WOLFMAN-ARENT: It was like he never left his homeland. And his classmates...
GARCIA: They didn't want to learn it as fast because they didn't need to use it. They were speaking Spanish already.
WOLFMAN-ARENT: Jose wanted to learn English, but his first year in America points to one theory researchers have about this language-learning gap. Maybe Spanish speakers are actually hurt by the fact that there are so many of them. Nelson Flores grew up in a heavily Hispanic part of North Philly and could be a poster child for that theory.
NELSON FLORES: But even in a community like that, children learn English.
WOLFMAN-ARENT: Now a professor at the University of Pennsylvania's Graduate School of Education, Flores doesn't think Spanish speakers are actually struggling to learn English at all, at least not in the conventional way we think about learning languages.
FLORES: We're not talking about the ability to communicate in English. We're talking about the ability to do grade-level content in English.

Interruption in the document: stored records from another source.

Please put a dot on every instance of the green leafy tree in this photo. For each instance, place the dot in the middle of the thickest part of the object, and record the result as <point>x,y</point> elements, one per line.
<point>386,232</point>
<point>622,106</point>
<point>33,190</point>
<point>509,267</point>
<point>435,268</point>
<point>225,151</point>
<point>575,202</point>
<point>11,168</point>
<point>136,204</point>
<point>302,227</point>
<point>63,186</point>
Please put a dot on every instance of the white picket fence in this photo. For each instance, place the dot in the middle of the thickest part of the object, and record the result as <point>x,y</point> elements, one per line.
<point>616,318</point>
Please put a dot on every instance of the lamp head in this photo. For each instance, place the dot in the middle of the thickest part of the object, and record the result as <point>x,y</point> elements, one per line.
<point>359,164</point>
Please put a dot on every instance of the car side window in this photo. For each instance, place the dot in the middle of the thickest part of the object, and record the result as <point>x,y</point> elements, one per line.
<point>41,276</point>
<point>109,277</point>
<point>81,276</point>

WOLFMAN-ARENT: English proficiency tests measure a lot of things, including whether a student can read or write on grade level. And Flores thinks while a lot of Latino students speak English fine, they struggle to read or write in it, which makes you wonder why.

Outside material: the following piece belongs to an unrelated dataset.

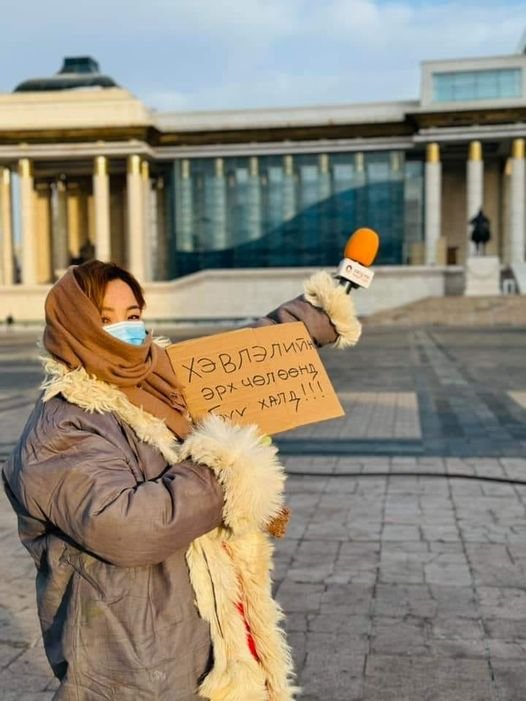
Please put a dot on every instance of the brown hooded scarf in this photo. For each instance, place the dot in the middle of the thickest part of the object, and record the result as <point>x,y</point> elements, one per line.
<point>74,335</point>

FLORES: We're really looking at a political and economic problem more than a linguistic problem, which may sound surprising for me to say that as someone who studies educational linguistics.
WOLFMAN-ARENT: Flores points out a lot of Spanish speakers in Philly and across the country attend segregated schools in impoverished neighborhoods where we've known for a long time kids tend to struggle.
FLORES: Because of all of these broader challenges that the community confronts.
WOLFMAN-ARENT: But poverty can't explain everything here. There have been other studies that control for family income and still find Spanish speakers lagging behind. And that brings us to a third theory. UCLA professor Patricia Gandara says you also have to look at the parents of Spanish-speaking kids, especially their education and economic status before arriving in the U.S.
PATRICIA GANDARA: It is vastly, vastly different than that of most Asian students and other language groups.
WOLFMAN-ARENT: Studies show the parents of Asian immigrants are more likely to have a high school or college degree.
GANDARA: So that explains just a great deal of why it is that these children are not able to perform at the same levels as other immigrant kids.
WOLFMAN-ARENT: Does that alone explain the huge language gap in Philly and other cities - maybe. Researchers still don't know for sure. They do know the number of Hispanic students in American schools is ballooning, which means they've got millions of reasons to solve the puzzle. For NPR News, I'm Avi Wolfman-Arent in Philadelphia.